What you're attempting here is (1) and I think we'd have a lot less hesitancy about accepting that than any progress towards (2). Proposal (2) has more security complexity and we just need to do some thinking about it and admittedly haven't got around to it.
As for your implementation for (1), that looks roughly right. In the tests, I'd probably have only a single metadata key in the WithVault arguments just to ensure we'd not interpolating metadata that's unexpected (i.e. keep meta2 in the jobspec but have only meta1 in the extra claims). If you're interested in submitting a PR I think we'd be happy to get that reviewed.
I'll chime in with my 2 cents again because this has become something that's still blocking us from ditching our homebrew duct tape and bailing wire solution via yet-another-app; I don't see the security implications in allowing additional arbitrary claims to be added to an identity token (that isn't used for vault or consul) - after all it's the job of the consuming application to validate the token and it's claims.
And that's fine; because realistically I don't want Nomad telling me what I can and can't do (from a security standpoint) with the jobs I run. Assume that if I choose to add additional claims that I've done my risk analysis and I'm aware of any potential pitfalls. If Nomad wishes to tell me what I should and shouldn't do, that's fine, but at least allow me to tell it to shut up and do as it's told.
As I mentioned before, gate it behind a client configuration setting that is off by default, and has to be explicitly enabled in order for additional claims to work - at that point it's very much like "you opted in to this, so if it breaks, you get to keep both pieces".
I don't see the security implications in allowing additional arbitrary claims to be added to an identity token (that isn't used for vault or consul) - after all it's the job of the consuming application to validate the token and it's claims.
I have a job "example" in namespace "developer" and I have an ACL token with namespace "developer" { policy = "write" }. So you're ok with me having an identity that says:
identity {
extra_claims {
nomad_namespace = "production"
nomad_job = "foo"
}
}
Probably not? Under the Nomad security model personas we expect that a cluster administrator does want tight control over what job authors ("Nomad operator" in that link) can deploy.

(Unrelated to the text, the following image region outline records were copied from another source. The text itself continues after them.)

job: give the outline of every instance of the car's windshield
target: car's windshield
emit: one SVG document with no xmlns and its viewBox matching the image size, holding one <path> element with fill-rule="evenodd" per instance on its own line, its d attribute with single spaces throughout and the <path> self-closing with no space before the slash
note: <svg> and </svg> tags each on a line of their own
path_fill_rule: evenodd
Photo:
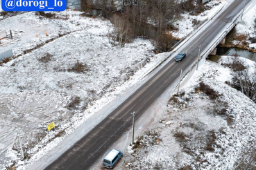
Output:
<svg viewBox="0 0 256 170">
<path fill-rule="evenodd" d="M 176 56 L 176 58 L 178 58 L 178 59 L 180 59 L 182 57 L 182 55 L 180 55 L 180 54 Z"/>
<path fill-rule="evenodd" d="M 107 164 L 111 164 L 111 162 L 108 160 L 104 160 L 103 162 L 107 163 Z"/>
</svg>

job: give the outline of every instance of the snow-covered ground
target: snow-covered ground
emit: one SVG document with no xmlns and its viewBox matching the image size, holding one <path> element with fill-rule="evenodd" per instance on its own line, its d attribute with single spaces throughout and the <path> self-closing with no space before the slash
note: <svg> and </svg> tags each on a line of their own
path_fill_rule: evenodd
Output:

We need to design those controls:
- Is this just an on/off boolean feature for the whole cluster?
- Should cluster admins be able to provide allowlist/denylist rules for what claims can be made?
- Can those rules have globs?
- Are those rules opt-in or opt-out?
- Should we reserve key prefixes in claims, so that we can expand the set of claims Nomad writes in the future?
- Should cluster admins be able to assign those rules per-namespace? Per-node pool?
- Should any of these controls be an Enterprise-only feature? If so, what does the reduced version of the control look like in the CE product?
There's a bunch of design work to do and getting it wrong means screwing up a security component. If you don't need those controls that's fine, but have some empathy that lots of folks will. You're always welcome to contribute specific ideas or patches.
As I mentioned before, gate it behind a client configuration setting
It would have to be in the server-side control, not the client. Otherwise the same allocation deployed to different nodes would have different claim values (or just fail, depending on how it was implemented).
So you're ok with me having an identity that says:
No... and that's an awful example because if whoever implements this feature allows for extra arbitrary claims to overwrite the claims nomad generates, well... I would have a fair few choice things to say about that :)
And as far as the list of design bullets go, a fair few of those hinge on just allowing people to willy-nilly declare additional claims, which would be... cough not smart. Of course you want to prevent anything from clobbering existing claims, which means that at least 2 out of the 3 bullets are a "yes" - and whether or not to make it an EE feature, well, no?
And yes, server-side control for the config setting of course.